The Technical Reality
Building this took about two hours with Claude Opus. Most of it was one-shotted. Two things required iteration: switching from a Google service account to OAuth (service accounts can’t write to personal Drive storage), and using Google Drive’s native full-text search instead of having the agent read files one by one (which is very inefficient for large vaults).
For anyone technical enough to be reading this, the barrier to building something similar is low. Claude Code, Modal, Google Drive API, Telegram Bot API. All of these have free tiers or generous credits. The hardest part is defining what you actually want the tool to do, which forces you to think about what problem you’re actually solving.
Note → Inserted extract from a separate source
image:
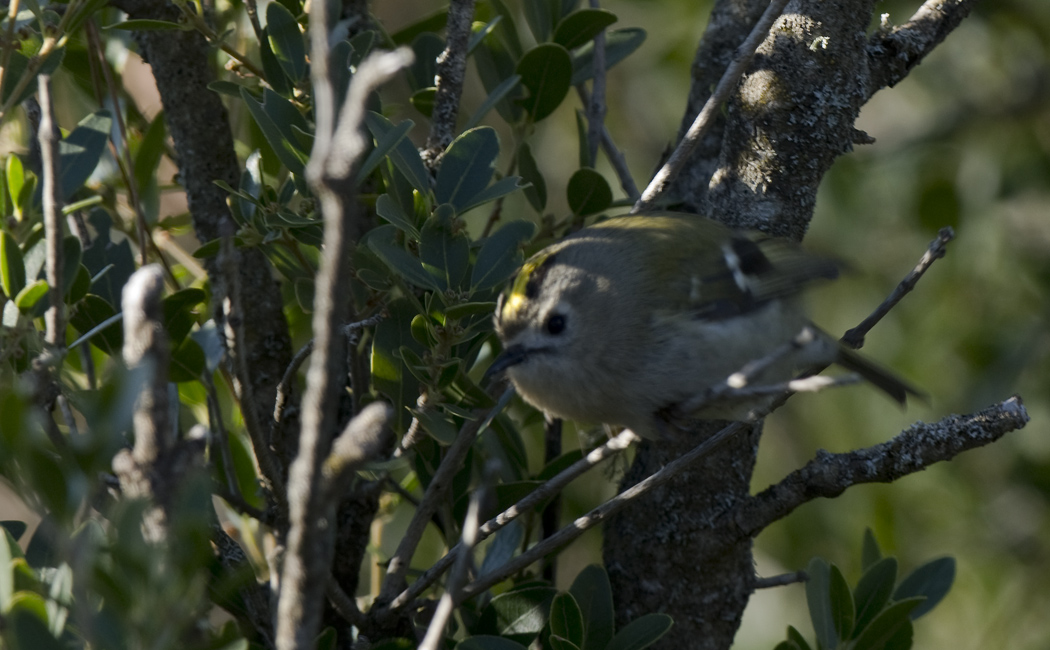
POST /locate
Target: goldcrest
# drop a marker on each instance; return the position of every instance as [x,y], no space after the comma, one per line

The Question of Accessibility
It’s easy for me to say “build your own tools” because I’m a programmer. But I wonder if this approach scales. Claude Code and similar tools are lowering the bar for non-technical people to build custom software. The question is whether the learning curve is actually as low as it seems from my immersed perspective.
I don’t have a good answer to this. Maybe the right frame isn’t “everyone should build their own AI tools” but rather “the tools you adopt should be commensurate with the problems you have.” If you genuinely need an agent with full computer access, fine. But if your actual problem is narrower, maybe a narrower tool is the right solution.
What I’m Not Saying
I’m not saying autonomous agents are bad or that people who use them are making a mistake. There are legitimate use cases where broad capability makes sense. If you’re running a complex business operation and need an AI to coordinate across multiple systems, constraints might be counterproductive.
What I am saying is that the default shouldn’t be “give the AI everything and see what happens.” The default should be “what’s the smallest scope that actually solves my problem?” Start constrained. Add capabilities when you hit real limitations. That way you maintain visibility into what the tool is doing and why.
What’s Next
The Obsidian bot is still evolving. I want to add calendar integration so it can pull meeting context into daily digests. I might add email summaries at some point, though I’m wary of scope creep. The goal is to keep it focused on a single domain with clear boundaries, even as I add capabilities within that domain.
The interesting part of this setup isn’t the code. It’s the skill definitions that tell Claude how to process different types of input. Those are just markdown files with instructions. The power comes from being specific about what you want.
The broader point stands regardless of whether you adopt my particular solution. In a world where AI can do almost anything, the question of what you should let it do becomes important. Constraints aren’t just about security. They’re about maintaining clarity on what problems you’re solving and keeping yourself in the loop on the thinking that matters.